Le “tasse etiche”, note anche come imposte di scopo, sono tributi introdotti dallo Stato per rendere più costosi determinati beni o servizi considerati dannosi per la collettività. L’obiettivo è duplice: da un lato, disincentivare comportamenti e consumi che hanno un impatto negativo sulla salute pubblica o sull’ambiente; dall’altro, generare entrate fiscali che possono essere destinate a finanziare specifiche politiche sociali o sanitarie.
Come funzionano le tasse etiche
Il meccanismo alla base di una tassa etica è semplice: aumentare il prezzo finale di un prodotto per ridurne l’attrattiva e il consumo. Questo approccio si fonda sul principio che un costo maggiore possa orientare le scelte dei consumatori verso alternative più sane o sostenibili. Le aree di intervento più comuni sono quelle legate a prodotti notoriamente nocivi o a pratiche con un forte impatto ambientale.
Tra i settori più frequentemente interessati da queste misure fiscali troviamo:
- Salute pubblica: per contrastare il consumo di tabacco, bevande zuccherate e alcoliche, e per limitare la diffusione del gioco d’azzardo patologico (ludopatia).
- Tutela dell’ambiente: per ridurre l’inquinamento derivante dall’uso di materiali come la plastica monouso o dalle emissioni di CO2.
Sebbene l’intento dichiarato sia quello di perseguire un fine sociale, queste imposte sono spesso oggetto di dibattito. I critici sostengono che, in alcuni casi, l’obiettivo primario possa essere la necessità di reperire maggiori entrate per le casse dello Stato, piuttosto che un reale interesse a modificare i comportamenti dei cittadini.
Le principali tasse etiche in Italia
Nel corso degli anni, il legislatore italiano ha introdotto diverse misure fiscali riconducibili a questa categoria. Alcune sono pienamente operative da tempo, mentre altre, pur essendo state approvate, hanno visto la loro entrata in vigore più volte posticipata.

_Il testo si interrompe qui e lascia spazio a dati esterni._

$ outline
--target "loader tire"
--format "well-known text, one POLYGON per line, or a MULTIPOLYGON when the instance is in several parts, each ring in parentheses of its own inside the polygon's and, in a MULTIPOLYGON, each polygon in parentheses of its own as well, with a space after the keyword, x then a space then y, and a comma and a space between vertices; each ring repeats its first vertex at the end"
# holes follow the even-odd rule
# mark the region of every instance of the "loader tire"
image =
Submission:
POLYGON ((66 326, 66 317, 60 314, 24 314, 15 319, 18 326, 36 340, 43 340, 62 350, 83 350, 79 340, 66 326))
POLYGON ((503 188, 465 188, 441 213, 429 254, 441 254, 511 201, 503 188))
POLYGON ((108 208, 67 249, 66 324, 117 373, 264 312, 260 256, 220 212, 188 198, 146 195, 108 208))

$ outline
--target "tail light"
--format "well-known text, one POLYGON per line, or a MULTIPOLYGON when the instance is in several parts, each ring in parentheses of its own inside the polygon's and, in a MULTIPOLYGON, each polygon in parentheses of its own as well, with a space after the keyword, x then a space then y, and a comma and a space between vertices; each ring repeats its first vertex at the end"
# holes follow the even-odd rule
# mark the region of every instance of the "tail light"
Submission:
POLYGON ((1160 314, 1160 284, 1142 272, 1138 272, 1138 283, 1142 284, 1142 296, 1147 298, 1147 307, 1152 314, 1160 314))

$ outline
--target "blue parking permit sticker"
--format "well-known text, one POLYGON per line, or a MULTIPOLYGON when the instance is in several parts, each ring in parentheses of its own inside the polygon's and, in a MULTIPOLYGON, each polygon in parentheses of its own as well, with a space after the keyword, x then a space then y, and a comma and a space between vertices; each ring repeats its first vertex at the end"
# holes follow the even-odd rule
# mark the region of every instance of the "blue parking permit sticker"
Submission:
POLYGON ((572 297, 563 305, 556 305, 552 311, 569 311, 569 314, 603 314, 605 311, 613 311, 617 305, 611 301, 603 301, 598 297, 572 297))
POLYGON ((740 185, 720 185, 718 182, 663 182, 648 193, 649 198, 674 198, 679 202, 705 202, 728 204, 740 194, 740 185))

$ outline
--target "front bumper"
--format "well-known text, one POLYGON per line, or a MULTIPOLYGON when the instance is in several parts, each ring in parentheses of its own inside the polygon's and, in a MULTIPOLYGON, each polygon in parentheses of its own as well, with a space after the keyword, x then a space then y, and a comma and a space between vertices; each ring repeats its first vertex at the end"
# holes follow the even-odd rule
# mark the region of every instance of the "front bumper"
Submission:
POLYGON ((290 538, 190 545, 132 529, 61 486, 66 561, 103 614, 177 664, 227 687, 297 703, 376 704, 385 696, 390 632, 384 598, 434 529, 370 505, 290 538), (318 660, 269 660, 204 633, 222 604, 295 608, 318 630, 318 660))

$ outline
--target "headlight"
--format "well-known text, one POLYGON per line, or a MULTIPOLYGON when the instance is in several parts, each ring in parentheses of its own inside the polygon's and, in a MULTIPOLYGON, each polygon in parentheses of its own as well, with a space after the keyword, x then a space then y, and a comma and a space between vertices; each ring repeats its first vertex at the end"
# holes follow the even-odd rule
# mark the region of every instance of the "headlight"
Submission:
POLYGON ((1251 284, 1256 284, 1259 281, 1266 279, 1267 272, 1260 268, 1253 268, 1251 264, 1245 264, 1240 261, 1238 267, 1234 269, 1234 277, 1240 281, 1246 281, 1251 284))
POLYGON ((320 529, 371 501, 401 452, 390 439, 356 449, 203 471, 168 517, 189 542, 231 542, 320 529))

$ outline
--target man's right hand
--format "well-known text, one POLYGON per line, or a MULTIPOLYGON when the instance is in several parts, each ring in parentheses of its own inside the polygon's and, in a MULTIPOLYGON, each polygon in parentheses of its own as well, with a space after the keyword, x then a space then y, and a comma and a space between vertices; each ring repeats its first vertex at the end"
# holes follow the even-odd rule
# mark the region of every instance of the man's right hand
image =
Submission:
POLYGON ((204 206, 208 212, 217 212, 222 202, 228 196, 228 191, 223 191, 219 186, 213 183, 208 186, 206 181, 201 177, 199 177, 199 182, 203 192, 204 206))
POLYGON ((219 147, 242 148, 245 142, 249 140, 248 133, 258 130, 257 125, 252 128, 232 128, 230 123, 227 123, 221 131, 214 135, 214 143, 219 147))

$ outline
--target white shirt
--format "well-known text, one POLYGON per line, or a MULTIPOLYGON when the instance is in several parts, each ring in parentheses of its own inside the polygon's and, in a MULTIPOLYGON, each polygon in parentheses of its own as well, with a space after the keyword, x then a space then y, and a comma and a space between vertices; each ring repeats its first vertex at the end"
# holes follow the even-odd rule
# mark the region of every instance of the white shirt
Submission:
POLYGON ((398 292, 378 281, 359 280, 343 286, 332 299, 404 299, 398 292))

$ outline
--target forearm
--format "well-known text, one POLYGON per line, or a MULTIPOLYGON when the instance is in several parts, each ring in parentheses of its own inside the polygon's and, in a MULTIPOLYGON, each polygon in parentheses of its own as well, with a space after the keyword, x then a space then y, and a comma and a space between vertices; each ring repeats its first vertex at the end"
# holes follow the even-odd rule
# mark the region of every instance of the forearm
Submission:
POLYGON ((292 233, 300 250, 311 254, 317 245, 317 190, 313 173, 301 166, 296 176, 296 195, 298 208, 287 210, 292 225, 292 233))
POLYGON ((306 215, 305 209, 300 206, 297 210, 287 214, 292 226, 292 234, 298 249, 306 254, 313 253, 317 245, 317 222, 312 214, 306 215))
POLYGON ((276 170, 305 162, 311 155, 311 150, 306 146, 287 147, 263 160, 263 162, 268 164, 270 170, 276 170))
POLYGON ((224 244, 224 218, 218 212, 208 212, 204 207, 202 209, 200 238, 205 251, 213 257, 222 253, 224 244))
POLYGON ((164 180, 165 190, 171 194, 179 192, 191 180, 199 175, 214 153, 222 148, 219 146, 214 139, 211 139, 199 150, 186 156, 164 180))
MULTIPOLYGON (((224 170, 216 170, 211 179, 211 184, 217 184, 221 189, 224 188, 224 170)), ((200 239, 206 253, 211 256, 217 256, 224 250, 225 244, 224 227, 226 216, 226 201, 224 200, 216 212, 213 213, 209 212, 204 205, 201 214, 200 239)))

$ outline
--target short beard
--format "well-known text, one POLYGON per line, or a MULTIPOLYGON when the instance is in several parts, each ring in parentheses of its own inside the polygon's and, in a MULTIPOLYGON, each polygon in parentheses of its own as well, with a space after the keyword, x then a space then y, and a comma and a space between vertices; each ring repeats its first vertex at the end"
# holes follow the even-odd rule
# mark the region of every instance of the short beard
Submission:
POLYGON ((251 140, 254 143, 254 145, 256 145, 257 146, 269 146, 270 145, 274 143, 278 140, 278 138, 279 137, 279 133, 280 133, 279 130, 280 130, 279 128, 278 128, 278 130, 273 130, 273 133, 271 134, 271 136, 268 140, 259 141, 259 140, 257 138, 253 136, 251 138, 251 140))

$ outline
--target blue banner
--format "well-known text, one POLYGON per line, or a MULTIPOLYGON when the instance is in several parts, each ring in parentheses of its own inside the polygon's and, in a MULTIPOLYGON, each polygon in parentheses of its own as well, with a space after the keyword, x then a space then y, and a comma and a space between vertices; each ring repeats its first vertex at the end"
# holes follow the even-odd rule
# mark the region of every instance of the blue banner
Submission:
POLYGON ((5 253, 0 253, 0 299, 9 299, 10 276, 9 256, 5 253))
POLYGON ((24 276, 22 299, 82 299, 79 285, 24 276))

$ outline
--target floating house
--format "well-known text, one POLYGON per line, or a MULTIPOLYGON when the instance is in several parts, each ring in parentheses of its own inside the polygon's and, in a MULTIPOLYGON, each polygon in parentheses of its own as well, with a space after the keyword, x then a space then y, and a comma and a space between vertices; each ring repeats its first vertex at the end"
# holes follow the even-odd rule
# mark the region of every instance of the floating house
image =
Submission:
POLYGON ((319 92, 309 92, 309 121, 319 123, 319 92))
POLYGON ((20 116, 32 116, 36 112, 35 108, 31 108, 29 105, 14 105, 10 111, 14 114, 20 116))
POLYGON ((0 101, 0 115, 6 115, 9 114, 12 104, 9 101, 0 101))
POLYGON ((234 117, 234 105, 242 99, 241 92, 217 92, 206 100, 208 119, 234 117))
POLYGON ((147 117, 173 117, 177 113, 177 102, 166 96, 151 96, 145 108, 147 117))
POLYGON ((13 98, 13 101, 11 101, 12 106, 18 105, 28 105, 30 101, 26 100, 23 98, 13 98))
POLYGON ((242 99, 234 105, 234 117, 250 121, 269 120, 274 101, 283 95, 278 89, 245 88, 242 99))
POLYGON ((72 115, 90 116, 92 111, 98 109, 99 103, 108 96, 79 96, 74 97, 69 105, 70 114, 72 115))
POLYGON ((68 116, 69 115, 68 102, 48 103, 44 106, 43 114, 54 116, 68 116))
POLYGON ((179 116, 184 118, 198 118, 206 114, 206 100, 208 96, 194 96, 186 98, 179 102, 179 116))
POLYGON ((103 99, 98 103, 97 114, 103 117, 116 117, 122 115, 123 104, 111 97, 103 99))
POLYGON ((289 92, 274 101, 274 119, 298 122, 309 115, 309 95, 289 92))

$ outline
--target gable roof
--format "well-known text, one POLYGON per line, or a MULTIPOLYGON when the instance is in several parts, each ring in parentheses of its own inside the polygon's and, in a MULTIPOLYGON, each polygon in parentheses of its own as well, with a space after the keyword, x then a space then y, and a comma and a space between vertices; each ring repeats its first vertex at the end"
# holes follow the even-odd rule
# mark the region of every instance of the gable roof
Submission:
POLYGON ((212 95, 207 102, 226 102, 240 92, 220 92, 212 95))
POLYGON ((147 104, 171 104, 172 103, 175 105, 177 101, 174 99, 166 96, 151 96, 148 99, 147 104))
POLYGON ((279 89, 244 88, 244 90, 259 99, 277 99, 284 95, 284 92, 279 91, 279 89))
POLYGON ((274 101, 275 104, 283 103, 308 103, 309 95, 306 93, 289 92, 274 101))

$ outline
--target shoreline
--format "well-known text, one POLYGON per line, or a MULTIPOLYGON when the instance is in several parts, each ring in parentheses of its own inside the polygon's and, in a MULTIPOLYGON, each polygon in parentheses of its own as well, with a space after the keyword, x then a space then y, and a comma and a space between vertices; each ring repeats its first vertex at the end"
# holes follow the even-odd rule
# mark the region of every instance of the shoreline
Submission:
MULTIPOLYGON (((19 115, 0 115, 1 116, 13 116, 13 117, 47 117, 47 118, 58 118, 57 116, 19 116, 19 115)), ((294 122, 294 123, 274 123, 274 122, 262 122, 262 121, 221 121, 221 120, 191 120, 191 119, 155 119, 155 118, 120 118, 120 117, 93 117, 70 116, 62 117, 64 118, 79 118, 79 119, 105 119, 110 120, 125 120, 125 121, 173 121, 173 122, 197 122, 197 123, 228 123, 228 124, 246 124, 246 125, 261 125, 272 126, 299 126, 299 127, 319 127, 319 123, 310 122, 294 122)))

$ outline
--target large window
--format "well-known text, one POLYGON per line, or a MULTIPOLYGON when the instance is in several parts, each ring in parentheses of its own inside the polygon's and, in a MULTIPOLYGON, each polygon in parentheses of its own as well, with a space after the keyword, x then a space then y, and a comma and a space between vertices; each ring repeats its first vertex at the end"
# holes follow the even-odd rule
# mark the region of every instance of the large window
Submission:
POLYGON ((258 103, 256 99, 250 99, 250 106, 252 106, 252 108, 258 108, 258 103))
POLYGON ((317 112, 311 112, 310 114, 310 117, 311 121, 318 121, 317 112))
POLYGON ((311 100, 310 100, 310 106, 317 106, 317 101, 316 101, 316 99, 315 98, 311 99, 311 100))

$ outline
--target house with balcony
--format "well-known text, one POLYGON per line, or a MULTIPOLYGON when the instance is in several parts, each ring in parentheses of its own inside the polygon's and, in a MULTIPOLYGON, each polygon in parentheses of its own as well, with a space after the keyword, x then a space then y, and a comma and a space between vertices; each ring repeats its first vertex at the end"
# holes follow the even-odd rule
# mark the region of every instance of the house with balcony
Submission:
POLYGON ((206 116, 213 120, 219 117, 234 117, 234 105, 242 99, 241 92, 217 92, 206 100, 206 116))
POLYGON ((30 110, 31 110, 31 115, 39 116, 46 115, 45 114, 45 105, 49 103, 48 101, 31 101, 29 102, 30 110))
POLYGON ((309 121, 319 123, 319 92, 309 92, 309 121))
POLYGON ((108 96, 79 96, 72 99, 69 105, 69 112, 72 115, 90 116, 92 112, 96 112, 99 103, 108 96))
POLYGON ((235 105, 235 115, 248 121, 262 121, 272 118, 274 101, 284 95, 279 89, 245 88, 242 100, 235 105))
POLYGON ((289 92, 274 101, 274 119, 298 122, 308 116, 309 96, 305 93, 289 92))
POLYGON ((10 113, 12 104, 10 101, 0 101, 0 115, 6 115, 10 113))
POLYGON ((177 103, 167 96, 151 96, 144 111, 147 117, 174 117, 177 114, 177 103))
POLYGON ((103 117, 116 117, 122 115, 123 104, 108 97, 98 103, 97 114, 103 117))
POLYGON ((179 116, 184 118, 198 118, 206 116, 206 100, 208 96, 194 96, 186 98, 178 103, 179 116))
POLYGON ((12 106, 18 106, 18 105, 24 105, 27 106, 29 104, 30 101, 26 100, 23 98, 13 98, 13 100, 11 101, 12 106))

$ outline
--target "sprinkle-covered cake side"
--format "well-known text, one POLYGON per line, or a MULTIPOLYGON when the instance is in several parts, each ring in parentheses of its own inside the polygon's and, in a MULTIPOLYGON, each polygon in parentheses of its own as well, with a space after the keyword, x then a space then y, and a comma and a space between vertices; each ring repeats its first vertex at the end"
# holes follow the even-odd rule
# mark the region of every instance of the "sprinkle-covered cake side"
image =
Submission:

Imposte su tabacchi e giochi
Le accise sui tabacchi lavorati (sigarette, sigari, tabacco trinciato) sono l’esempio più classico di tassa etica. Vengono periodicamente aggiornate per rendere il fumo sempre più costoso. Analogamente, il prelievo fiscale sulle vincite derivanti da giochi e lotterie è stato progressivamente aumentato. Ad esempio, il prelievo sulle vincite superiori a 500 euro ottenute da videolottery, SuperEnalotto o lotterie istantanee è stato fissato al 20%, riducendo l’importo netto incassato dal vincitore.
La Plastic Tax: una misura rinviata
Introdotta con la Legge di Bilancio 2020, la Plastic Tax è un’imposta sul consumo di manufatti in plastica monouso (MACSI), come bottiglie, contenitori per alimenti, buste e imballaggi. L’imposta, fissata in origine a 45 centesimi per chilogrammo di plastica, mira a disincentivare l’uso di plastica usa e getta. Tuttavia, la sua effettiva applicazione è stata rinviata più volte per non gravare su imprese e consumatori in periodi di difficoltà economica. La sua entrata in vigore resta un tema di attualità e soggetto a ulteriori decisioni politiche.
La Sugar Tax sulle bevande zuccherate
Similmente alla Plastic Tax, anche la Sugar Tax è stata introdotta per la prima volta nella Legge di Bilancio 2020. Questa imposta si applica alle bevande analcoliche con aggiunta di zuccheri e mira a contrastare l’obesità e le patologie correlate a un’alimentazione poco sana. Anche in questo caso, l’entrata in vigore è stata posticipata ripetutamente, e la sua applicazione concreta rimane incerta.
Cosa cambia per i consumatori
L’impatto delle tasse etiche sulla vita quotidiana dei consumatori è diretto e si manifesta principalmente attraverso l’aumento dei prezzi al dettaglio. È importante essere consapevoli delle conseguenze pratiche di queste misure.
- Aumento dei costi: Il primo effetto è un rincaro sul prezzo finale di sigarette, Gratta e Vinci, e, qualora diventassero operative, di bevande zuccherate e prodotti confezionati in plastica monouso.
- Riduzione delle vincite nette: Chi vince a un gioco a premi vede il proprio incasso ridotto a causa del prelievo fiscale applicato alla fonte.
- Incentivo a scelte alternative: L’aumento dei prezzi può spingere i consumatori a modificare le proprie abitudini, optando per prodotti più salutari (come l’acqua al posto di bibite gassate) o soluzioni più ecologiche (borse riutilizzabili, prodotti sfusi).
Comprendere la logica dietro queste imposte aiuta a interpretarle non solo come un costo aggiuntivo, ma anche come uno strumento di politica sociale che cerca di orientare il mercato verso un modello di consumo più responsabile e sostenibile.